MAKEUP ARTIST TREND ENDURES

Byline: Kerry Diamond

NEW YORK — With every obscure makeup artist aspiring to be the next Bobbi Brown, the makeup artist category is seriously saturated. And with all the new lines vying for space and attention, one has to wonder whether the trend is getting tired.
Actually, manufacturers and retailers say the category has transcended trendiness to become a permanent part of the industry.
“We’re here to stay,” promised Vincent Longo. “We created our own niche in the marketplace, and we continue to be a link to the worlds of fashion, beauty and celebrity for the customer.”
Of course, it makes sense that Longo, who markets his own line of cosmetics, believes in the viability of the category. But customers and big companies alike continue to clamor for the brands. Beauty bulletin boards are filled with gushing tributes to the likes of Longo, Stila, and Trish McEvoy. And major players can’t get enough of makeup artist brands — as evidenced by last week’s acquisition of Nars by Shiseido.
One makeup artist brand — MAC — has muscled in on territory previously claimed by the major manufacturers. According to NPD BeautyTrends, MAC sold more lipstick in 1999 than any other cosmetics company, marking the first time a makeup artist brand has cracked one of the significant beauty categories.
“The makeup artist brands are alive and well,” noted Ron Robinson of Fred Segal Essentials in Melrose, Calif. His store carries Stila and Lorac and will be adding Paula Dorf in July. “The trend hasn’t burned itself out, and it has allowed for fresh faces to come to the market.”

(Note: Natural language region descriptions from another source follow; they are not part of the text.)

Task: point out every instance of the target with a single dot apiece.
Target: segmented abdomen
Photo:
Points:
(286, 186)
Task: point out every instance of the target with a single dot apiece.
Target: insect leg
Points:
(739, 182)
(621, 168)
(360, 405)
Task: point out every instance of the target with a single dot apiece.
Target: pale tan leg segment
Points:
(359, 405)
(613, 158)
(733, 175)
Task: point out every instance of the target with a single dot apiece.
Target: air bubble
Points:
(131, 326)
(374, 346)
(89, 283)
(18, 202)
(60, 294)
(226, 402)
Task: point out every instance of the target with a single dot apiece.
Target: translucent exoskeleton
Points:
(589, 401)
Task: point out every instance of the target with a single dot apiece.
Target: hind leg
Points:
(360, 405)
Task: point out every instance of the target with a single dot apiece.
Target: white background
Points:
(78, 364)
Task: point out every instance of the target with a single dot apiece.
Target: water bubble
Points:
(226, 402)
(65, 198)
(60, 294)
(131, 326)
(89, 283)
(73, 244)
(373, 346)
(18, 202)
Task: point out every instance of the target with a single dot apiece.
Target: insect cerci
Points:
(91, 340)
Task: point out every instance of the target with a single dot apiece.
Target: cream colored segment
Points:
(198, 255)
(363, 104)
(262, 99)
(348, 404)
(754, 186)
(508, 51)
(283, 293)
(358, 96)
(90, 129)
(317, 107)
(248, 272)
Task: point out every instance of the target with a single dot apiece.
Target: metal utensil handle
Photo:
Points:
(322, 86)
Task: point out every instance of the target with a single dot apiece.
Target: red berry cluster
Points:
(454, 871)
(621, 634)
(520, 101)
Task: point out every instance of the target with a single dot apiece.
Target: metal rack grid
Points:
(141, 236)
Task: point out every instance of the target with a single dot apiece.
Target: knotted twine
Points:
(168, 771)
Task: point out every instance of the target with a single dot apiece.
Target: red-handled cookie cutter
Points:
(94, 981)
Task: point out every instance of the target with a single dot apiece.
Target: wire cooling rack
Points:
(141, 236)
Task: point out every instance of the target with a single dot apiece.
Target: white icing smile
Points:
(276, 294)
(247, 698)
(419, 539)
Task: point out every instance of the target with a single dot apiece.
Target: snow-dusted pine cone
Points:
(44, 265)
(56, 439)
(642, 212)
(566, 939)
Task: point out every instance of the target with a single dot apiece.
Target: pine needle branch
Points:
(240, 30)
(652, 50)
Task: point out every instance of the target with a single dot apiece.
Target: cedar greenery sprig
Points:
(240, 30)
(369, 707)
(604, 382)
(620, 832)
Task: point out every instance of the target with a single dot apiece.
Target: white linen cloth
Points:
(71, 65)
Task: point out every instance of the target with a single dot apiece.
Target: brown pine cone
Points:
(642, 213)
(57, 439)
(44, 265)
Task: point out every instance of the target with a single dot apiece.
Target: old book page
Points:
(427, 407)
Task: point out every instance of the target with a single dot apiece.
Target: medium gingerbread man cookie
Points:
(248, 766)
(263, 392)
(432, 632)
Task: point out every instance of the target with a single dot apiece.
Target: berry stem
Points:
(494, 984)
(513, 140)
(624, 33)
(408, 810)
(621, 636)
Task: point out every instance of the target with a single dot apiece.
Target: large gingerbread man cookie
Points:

Elizabeth Genel, the owner of JD’s Cosmetic Essentials, the beauty boutique in Westport, Conn., said the makeup artist lines are extremely important to her bottom line. She carries Bobbi Brown, Laura Mercier and Senna, a line created by the West Coast makeup artist Eugenia Weston. She will start selling Trish McEvoy’s collection this weekend.
“Trish, Laura and Bobbi are so popular,” said Genel. “Women know who they are. They see them on TV. They read about them in magazines. They identify with them.”
Genel admits that she was concerned about where the trend was headed, but she feels the brands are getting better and stronger. “They really have legs,” she said, adding that a Trish McEvoy makeup artist event planned for June sold out in two days.
Smartly, the best makeup artist brands continually reinvent themselves. Stila is expanding into skin care and fragrance, albeit with a twist. The first skin care product is a container of face wipes called h2off, and the fragrance, Aqua Flaunt, is a quartet of dry scented oils.
MAC never seems to stand still, thanks to promotions like Viva Glam, fun color stories like Puppy Love and Huetopia, and an increased presence at fashion shows. The company also isn’t afraid to tinker with its product to make it more timely. In 1998, MAC launched lipstick in a silver bullet case, replacing its basic black case. This year, in response to customer demand, it kept the shape, but changed the color back to black.
As for Bobbi Brown, she broadened her horizons this year with Bobbi Brown ColorOptions, a new line with a younger sensibility and a bolder shade statement than her signature line, Bobbi Brown Essentials. She’s also launching a beauty book for teens later this year.
Newcomers continue to nip at their heels. Later this year, Henri Bendel will add Skin Alison Rafaele, a line created by Bobbi Brown’s first national makeup artist, and Barneys New York will start carrying the collection from Sue Devitt, the former Awake consultant. Also, well-known editorial and runway makeup artists Kevyn Aucoin, Linda Cantello and Pat McGrath are said to be working on their own lines.
Lurking around the corner is a potential new trend that could take some steam out of the makeup artist business: designer lines. Anna Sui and Calvin Klein have already launched makeup lines, and Giorgio Armani will unveil his this fall. Ralph Lauren, DKNY and Jean Paul Gaultier are reportedly working on cosmetics projects, and the Kate Spade cosmetics collection is due in 2001.
Then there is an even smaller emerging trend — the model lines, like the ones Isabella Rossellini and Iman recently launched. Could the Cindy Crawford Collection be far behind?